A modern-day example might be this: You take receipt of a new mobile phone number for your business. It takes you a few days to accurately remember the whole number without making errors when you tell your business clients what that number is.
However if you were in the kind of job that involved memorising strings of numbers, then you would likely only have to see your new phone number once or twice before your brain stored it with 100% accuracy. It’s kind of the reverse of how, before mobile phones came along, we could remember many of our friends and family’s numbers and even addresses in our heads. I don’t know about you, but with disuse, I have ‘lost’ that ability. Not that it matters, because my phone stores all that information now!
So we can see that if we want to become a ‘knowledge sponge’, then we need our brains to change their wiring patterns permanently. This only happens due to neuroplastic changes and neuroplastic changes ONLY happen as a result of long-term repetition, i.e ‘living’ the new memory lifestyle you want to attain. So if you want to become a knowledge sponge, you must constantly feed your brain with new and interesting knowledge for a long period, until your brain has adapted to the increased style and amount of neural input. This in my opinion is the ‘real’ long-term potentiation – the lasting uptick in mental performance and (especially) memory retention, due to a fundamental restructuring of the brain tissue neural pathways.
Certainly there are nootropic products that will help this metamorphosis.

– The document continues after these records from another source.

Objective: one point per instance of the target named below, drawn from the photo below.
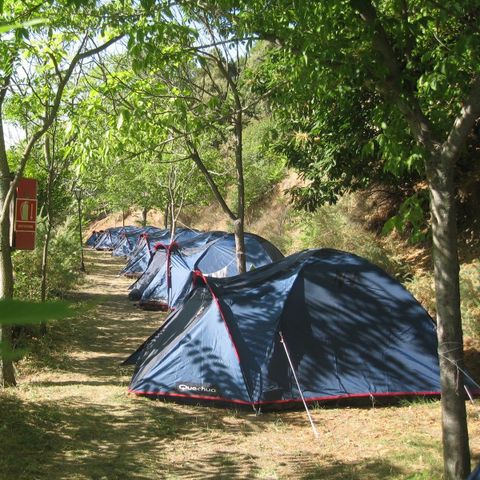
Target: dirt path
(71, 417)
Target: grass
(71, 417)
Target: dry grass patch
(78, 422)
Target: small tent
(111, 236)
(128, 240)
(349, 328)
(144, 250)
(156, 268)
(92, 239)
(216, 257)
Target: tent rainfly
(168, 279)
(350, 329)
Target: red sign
(25, 216)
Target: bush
(62, 267)
(422, 287)
(331, 227)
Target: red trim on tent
(183, 395)
(294, 400)
(198, 274)
(169, 273)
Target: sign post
(25, 215)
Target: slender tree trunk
(173, 222)
(449, 323)
(7, 373)
(166, 215)
(239, 223)
(80, 233)
(144, 216)
(43, 287)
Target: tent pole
(470, 396)
(314, 429)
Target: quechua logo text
(197, 389)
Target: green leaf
(30, 23)
(120, 120)
(17, 312)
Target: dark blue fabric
(143, 251)
(350, 328)
(128, 240)
(217, 258)
(92, 239)
(156, 273)
(111, 236)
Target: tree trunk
(166, 215)
(440, 173)
(43, 288)
(80, 233)
(240, 221)
(7, 373)
(173, 223)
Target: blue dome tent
(217, 257)
(350, 329)
(128, 240)
(155, 270)
(143, 252)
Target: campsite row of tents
(316, 326)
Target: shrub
(62, 268)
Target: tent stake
(314, 429)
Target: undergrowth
(62, 267)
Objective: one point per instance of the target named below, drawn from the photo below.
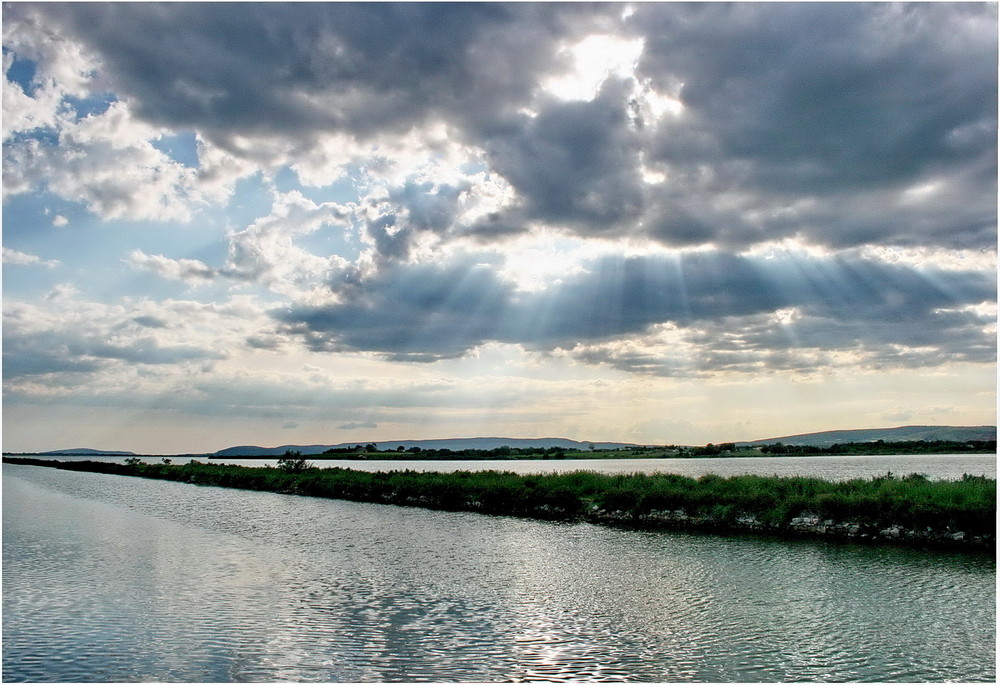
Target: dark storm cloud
(845, 103)
(576, 162)
(295, 68)
(428, 313)
(414, 313)
(799, 119)
(843, 94)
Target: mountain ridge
(818, 439)
(898, 434)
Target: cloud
(737, 124)
(354, 425)
(727, 306)
(68, 334)
(24, 259)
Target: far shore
(909, 510)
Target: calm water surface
(935, 466)
(108, 578)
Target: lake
(110, 578)
(935, 466)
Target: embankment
(909, 510)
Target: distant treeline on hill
(883, 447)
(503, 452)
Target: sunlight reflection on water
(110, 578)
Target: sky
(662, 223)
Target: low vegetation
(917, 508)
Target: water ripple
(169, 582)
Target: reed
(917, 509)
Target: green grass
(911, 502)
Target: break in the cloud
(267, 210)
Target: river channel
(110, 578)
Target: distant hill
(86, 452)
(446, 443)
(903, 433)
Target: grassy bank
(887, 508)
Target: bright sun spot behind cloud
(334, 222)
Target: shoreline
(890, 510)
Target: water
(109, 578)
(935, 466)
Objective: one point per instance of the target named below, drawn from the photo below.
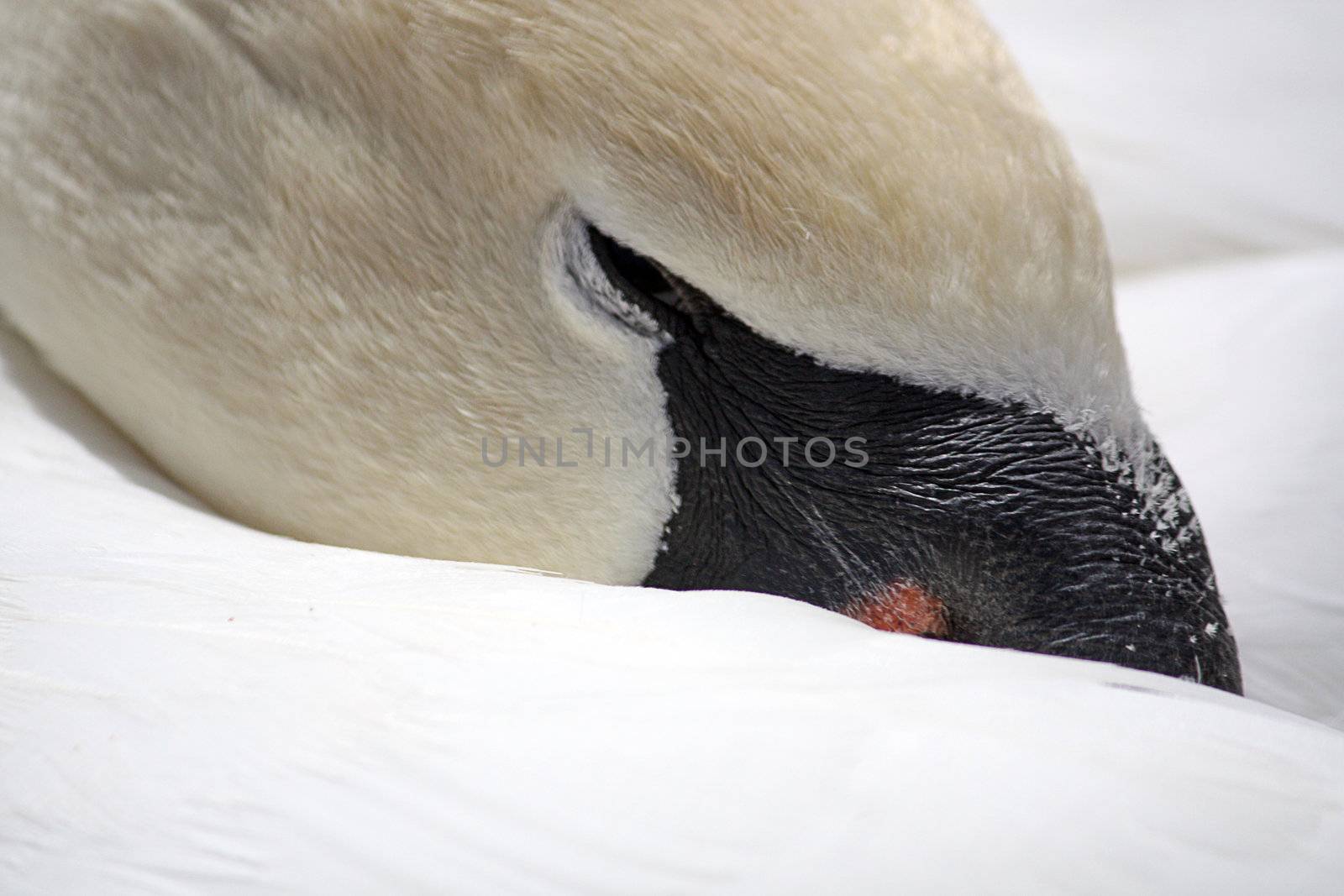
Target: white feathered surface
(192, 705)
(188, 705)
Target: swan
(192, 705)
(810, 304)
(313, 257)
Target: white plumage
(192, 705)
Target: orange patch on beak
(902, 607)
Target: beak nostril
(902, 607)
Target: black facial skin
(998, 511)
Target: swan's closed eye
(645, 285)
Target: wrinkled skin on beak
(969, 520)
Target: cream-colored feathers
(299, 249)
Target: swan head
(808, 301)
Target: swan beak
(931, 512)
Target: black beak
(918, 511)
(927, 512)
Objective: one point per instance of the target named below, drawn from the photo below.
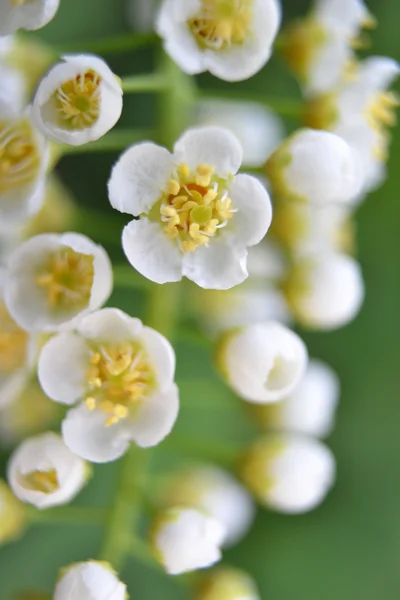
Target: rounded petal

In fact almost any nootropic, if it helps you learn in the short term, will contribute to the neuroplastic process, just as an ergogenic aid in the gym will help your workout intensity and therefore contribute to the long-term increase in cardiovascular fitness. Just as there is no point taking ergogenic aids for just a few workouts and expecting it to increase your long-term fitness levels, so there is no reasonable way to expect that infrequent or intermittent nootropic (or even CILTEP) use will significantly contribute to true long-term potentiation (neuroplastic changes). You MUST combine daily study with nootropic usage in order to attain the best results.
Now whilst CILTEP might look like the ideal product to help facilitate long-term potentiation, I would disagree. I don’t think it is a bad product or unsafe, I just don’t think it fulfils the design spec properly.
As I say, almost any nootropic will help the neuroplastic process, but the ideal product would likely be a good ‘all round’ nootropic stack, i.e. something that contains a racetam, a good choline source and probably a cerebral vaso-dilator, rather than something which focuses solely on increasing cAMP.
Increasing cAMP is a good idea, but not if it as the expense of including more ‘well-rounded’ cognitive improving agents.
In this authors’ opinion, the ‘best’ form of long term potentiaton is that which comes naturally (neuroplastic changes) and causes life-long improvements in cognition and memory.
I have personally experienced these neuroplastic changes first hand. It took many years of university level study combined with a racetam, choline source and Vinpocetine and huperzine A, before my brain changed permanently.
My brain now is nothing like it was before. The level of information retention and recall is massively higher than it was. I was 30 when I went back to university and began making these changes, so I know it is not the youth (or lack of it) of my brain which helped these changes, but rather the application of nootropics on top of dedicated study.